De Armia Ludowa of AL (Volksleger) was een communistische verzetsbeweging in het door nazi-Duitsland bezette Polen tijdens de Tweede Wereldoorlog. De Armia Ludowa werd opgericht op 1 januari 1944 met als doelstellingen de ondersteuning van het Rode Leger van de Sovjet-Unie in de strijd tegen het Duitse leger en de vestiging van een communistisch bewind in Polen. Naast de rechtse verzetsbeweging NSZ was de Armia Ludowa de enige Poolse verzetsbeweging die weigerde deel te nemen aan de Poolse Ondergrondse Staat en haar militaire tak, de Armia Krajowa.

Insigne van de Armia Ludowa
Armia Ludowa nabij Lublin

Polen was in september 1939 als uitvloeisel van het Molotov-Ribbentroppact door de Sovjet-Unie in de rug aangevallen nadat Nazi-Duitsland de aanval op Polen 17 dagen eerder had geopend. Ook na de Duitse inval in de Sovjet-Unie bleven de relaties tussen de Sovjet-Unie en de Poolse regering in ballingschap slecht. In 1943, nadat de massamoord door de Sovjet-Unie op Poolse officieren in Katyn bekend werd, brak de Sovjet-Unie de diplomatieke betrekkingen met de Poolse regering in ballingschap af. De communisten in Polen kwamen wel in verzet tegen de Duitse bezetting en richtten in 1942 de Gwardia Ludowa (GL, Volksgarde) op.

Op 1 januari 1944 werd de Armia Ludowa opgericht door de Sovjet-Unie gesteunde Nationale Raad (Krajowa Rada Narodawa, KRN) als opvolger van de Gwardia Ludowa. Op dat moment had de GL ongeveer 10.000 leden. In juli 1944, toen het Rode Leger al delen van Polen had bezet, had de AL ongeveer 20.000 tot 30.000 leden. De AL bleef echter veel kleiner dan de Armia Krajowa, dat in 1944 ongeveer 300.000 man omvatte. Door de steun van de Sovjet-Unie was de AL echter wel beter bewapend.
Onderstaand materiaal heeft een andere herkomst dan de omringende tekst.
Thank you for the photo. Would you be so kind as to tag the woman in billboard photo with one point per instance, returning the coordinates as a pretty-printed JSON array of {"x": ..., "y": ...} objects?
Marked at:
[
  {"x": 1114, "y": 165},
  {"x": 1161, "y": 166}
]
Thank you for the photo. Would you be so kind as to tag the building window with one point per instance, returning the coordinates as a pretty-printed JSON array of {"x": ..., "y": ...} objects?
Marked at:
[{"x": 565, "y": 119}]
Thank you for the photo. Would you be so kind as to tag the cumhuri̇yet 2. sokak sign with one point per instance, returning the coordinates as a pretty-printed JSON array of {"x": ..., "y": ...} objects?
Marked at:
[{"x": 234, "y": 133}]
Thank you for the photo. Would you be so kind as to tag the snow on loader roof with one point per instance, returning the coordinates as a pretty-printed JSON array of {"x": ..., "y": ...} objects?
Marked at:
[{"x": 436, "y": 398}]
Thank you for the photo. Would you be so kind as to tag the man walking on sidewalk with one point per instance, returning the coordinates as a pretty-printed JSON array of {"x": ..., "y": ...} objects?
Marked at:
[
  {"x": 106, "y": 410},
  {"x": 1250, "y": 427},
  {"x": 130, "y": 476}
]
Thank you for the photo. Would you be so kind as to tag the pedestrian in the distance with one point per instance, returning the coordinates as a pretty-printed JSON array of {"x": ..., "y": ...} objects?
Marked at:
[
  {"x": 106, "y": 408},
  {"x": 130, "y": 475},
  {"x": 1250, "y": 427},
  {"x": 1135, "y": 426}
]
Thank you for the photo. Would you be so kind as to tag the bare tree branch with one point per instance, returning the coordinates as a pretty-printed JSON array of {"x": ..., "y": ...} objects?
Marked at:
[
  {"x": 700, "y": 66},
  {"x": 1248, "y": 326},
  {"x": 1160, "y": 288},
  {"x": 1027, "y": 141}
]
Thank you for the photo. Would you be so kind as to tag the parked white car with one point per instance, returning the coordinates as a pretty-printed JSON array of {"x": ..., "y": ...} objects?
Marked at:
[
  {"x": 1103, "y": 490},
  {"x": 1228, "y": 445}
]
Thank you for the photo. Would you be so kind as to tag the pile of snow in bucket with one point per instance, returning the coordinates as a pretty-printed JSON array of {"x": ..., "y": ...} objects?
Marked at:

Met de oprichting van het Poolse Comité van Nationale Bevrijding (Polski Komitet Wyzwolenia Narodowego PKWN) op 21 juli 1944 werd de AL geïntegreerd met de Poolse strijdkrachten in de Sovjet-Unie en vormde het Poolse Volksleger (Ludowe Wojsko Polskie) dat tot 1989 onder deze naam het leger vormde van de Volksrepubliek Polen.